OK, but specifically you might want to acquire the DNA markers for the Plott hound, a relatively unknown breed just recently recognized by the AKC. They have quite a few characteristics distinctive to their breed, both appearance and mannerisms.
Jesse Thanks for your explanation. I had my mixed breed dog's DNA tested. I was skeptical of their accuracy, after I received the results. Your explanation helped explain why their results seemed so off. Pat
I have been thinking about this, and the bit about "indemnify and hold harmless", and would like to suggest that, when and if you give breed results, you phrase it carefully. Apparently, there has been at least one case where someone did a breed test on a registered purebred, and it came back stating that one of the grandparents was not that breed, even though the breeder swore up and down that they were. It is possible that the breeder was lying, but it is also possible that one of the grandparents just had gene-positions-that-aren't-as-common in that breed. They were forced to declare that dog, and all of the dogs of that line, as non-purebred, and that caused them a lot of problems since many of the dogs had been bought for showing and breeding. When I did the Wisdom panel, they clearly stated that there could be issues with the breed identifications if there were large differences between the field lines and show lines, or between American and European populations of the breed.
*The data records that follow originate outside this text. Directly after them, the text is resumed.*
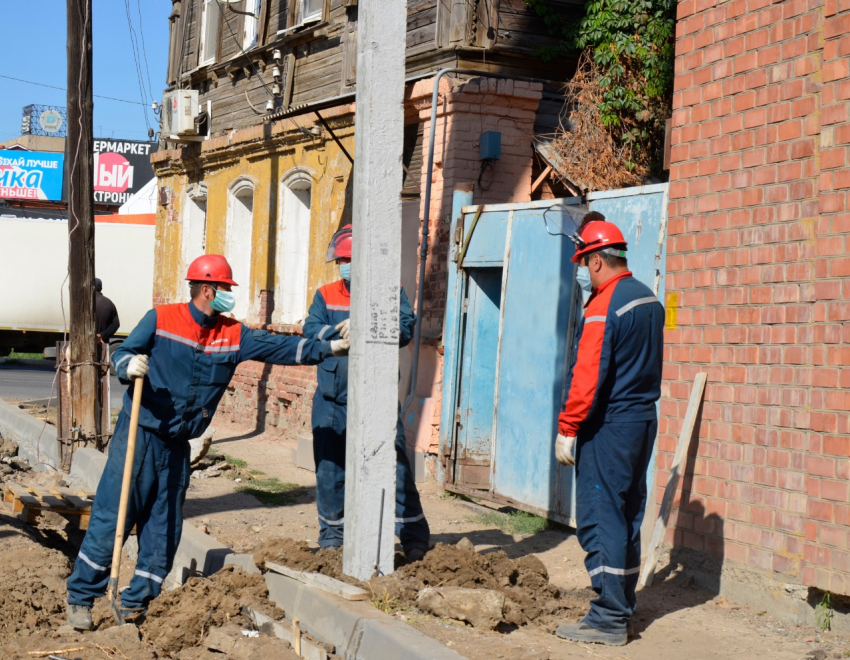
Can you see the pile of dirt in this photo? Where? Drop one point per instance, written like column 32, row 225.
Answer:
column 299, row 555
column 181, row 618
column 32, row 581
column 524, row 582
So, I would suggest that, instead of saying something like "your dog is 25% German Shepherd, 50% Chihuahua, and 25% Lab" you go with wording like "X% of your dogs genetic markers are similar to those found in breed..." Because, as I understand the system and statistics, it is statistically possible that there is a purebred dog out there that has none of the common breed markers, and just as statistically possible that there is some random mutt that has all of a breed's common markers. Statistics being what they are, it's a very very very rare possibility, but still, not impossible. So, just to cover yourself, and be clear on what the information shows, I would phrase the results very carefully.